Metaverse Blog-Serie: Nr. 4

Welches Recht gilt im Metaverse?

14. Oktober 2022

Im Rahmen dieser Blog-Serie nähern wir uns dem Metaverse aus unterschiedlichen Richtungen. Nach der allgemeinen Einführung und technischen Erläuterung konnten wir uns bereits abstrakt vorstellen, was uns im „Internet 3.0“ erwartet. Im letzten Beitrag wurde es dann konkreter: Wir haben mit „Decentraland“, „Horizon Worlds“ und einigen anderen die derzeit populärsten Plattformen vorgestellt. In einem konkreten Metaverse angekommen, stellen sich nun unweigerlich die Fragen, mit welchen wir uns im heutigen Beitrag beschäftigen: An welche Regeln muss ich mich in dieser neuen, digitalen Welt halten? Gibt es klar definierte rechtliche Grundlagen und vertragliche Verpflichtungen, die ich durch die Nutzung einer Plattform eingehe? Wenn ja, welche sind das? Oder befinde ich mich gar in einem rechtsfreien Raum?

„Niemand kontrolliert das Metaverse“

Auf der Suche nach der Antwort auf die Frage, welche Regeln im Metaverse gelten, drängt sich als erstes die folgende auf: Es gibt keine. Der Ursprungsgedanke des Metaverse ist ein gänzlich offener, dezentralisierter Bereich fernab der regulierten Welt, die wir kennen. Eine der (inoffiziellen) „7 Regeln des Metaverse“ gibt hierzu passend wieder: „Niemand kontrolliert das Metaverse“. Aber kann das tatsächlich bedeuten, dass man sich als Nutzer der Metaverse-Plattformen in einem rechtsfreien Raum bewegt, jeder tun und lassen kann, was er will und kein Gericht der „realen Welt“ eingreifen kann? Nicht nur für Anwälte eine schwer vorstellbare Welt, auch wenn sie nur digital existiert.
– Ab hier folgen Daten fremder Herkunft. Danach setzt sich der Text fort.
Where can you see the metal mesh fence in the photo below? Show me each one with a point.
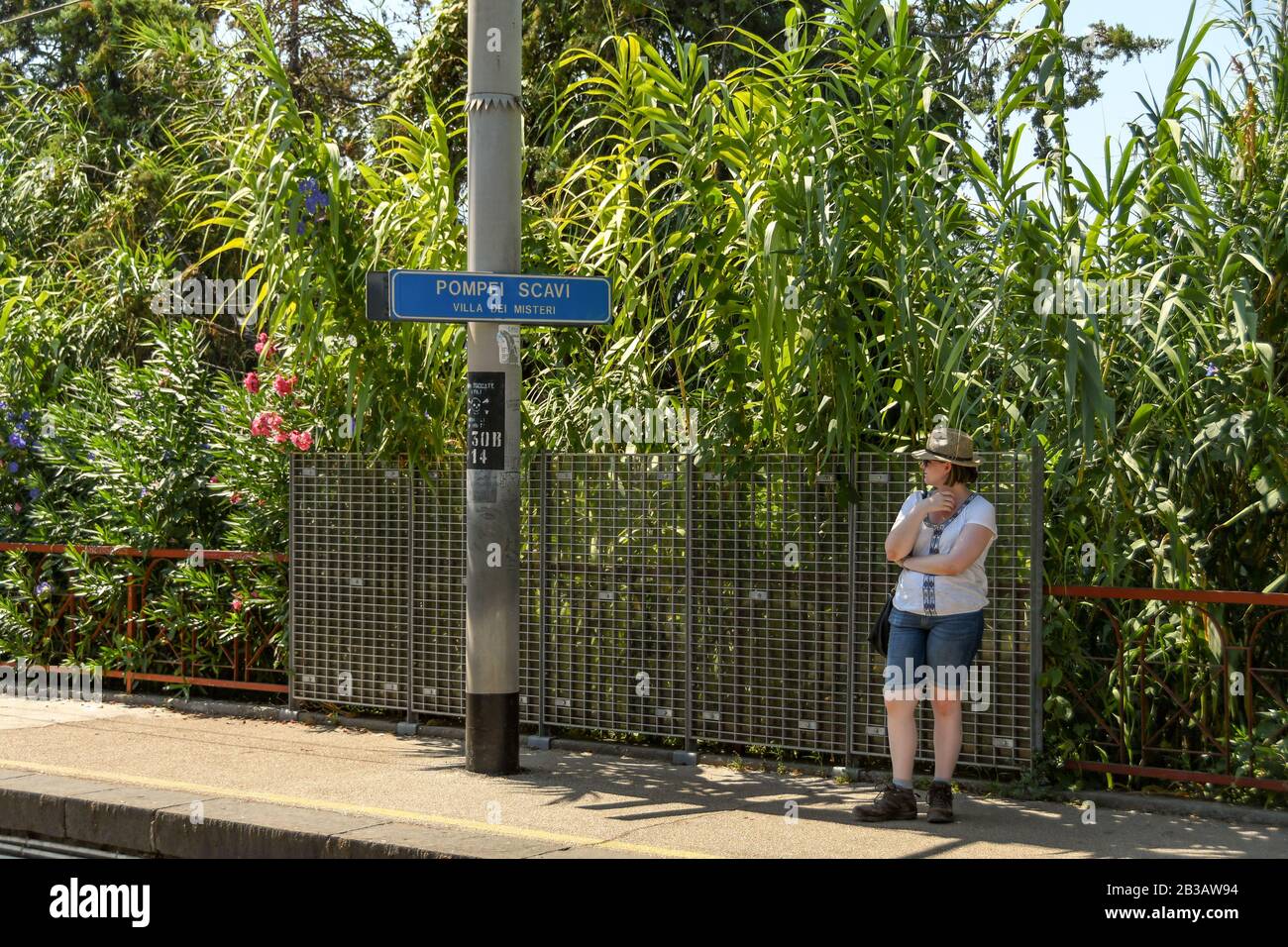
(771, 604)
(713, 603)
(438, 589)
(349, 589)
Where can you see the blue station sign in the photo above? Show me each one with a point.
(429, 295)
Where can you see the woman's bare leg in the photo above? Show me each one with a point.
(948, 732)
(902, 732)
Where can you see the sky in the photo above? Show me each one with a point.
(1120, 103)
(1147, 75)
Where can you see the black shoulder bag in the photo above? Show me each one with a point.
(879, 638)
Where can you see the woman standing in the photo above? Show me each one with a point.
(938, 617)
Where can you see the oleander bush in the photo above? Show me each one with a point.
(814, 252)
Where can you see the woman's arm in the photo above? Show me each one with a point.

Wie soll ich mich verteidigen, wenn jemand mir die Rechte an meinen NFT streitig macht, mich um mehrere Millionen Euro Kryptowährung betrügt oder mein digitales Grundstück unrechtmäßig nutzt? Dies alles sind komplexe Rechtsfragen, die in Zukunft sicher immer häufiger einer Lösung bedürfen. Entsprechend ist man sich in Fachkreisen weitgehend einig: Auch im Metaverse muss grundsätzlich Recht gelten. Welches Recht das ist, lässt sich jedoch nicht ohne Weiteres beantworten.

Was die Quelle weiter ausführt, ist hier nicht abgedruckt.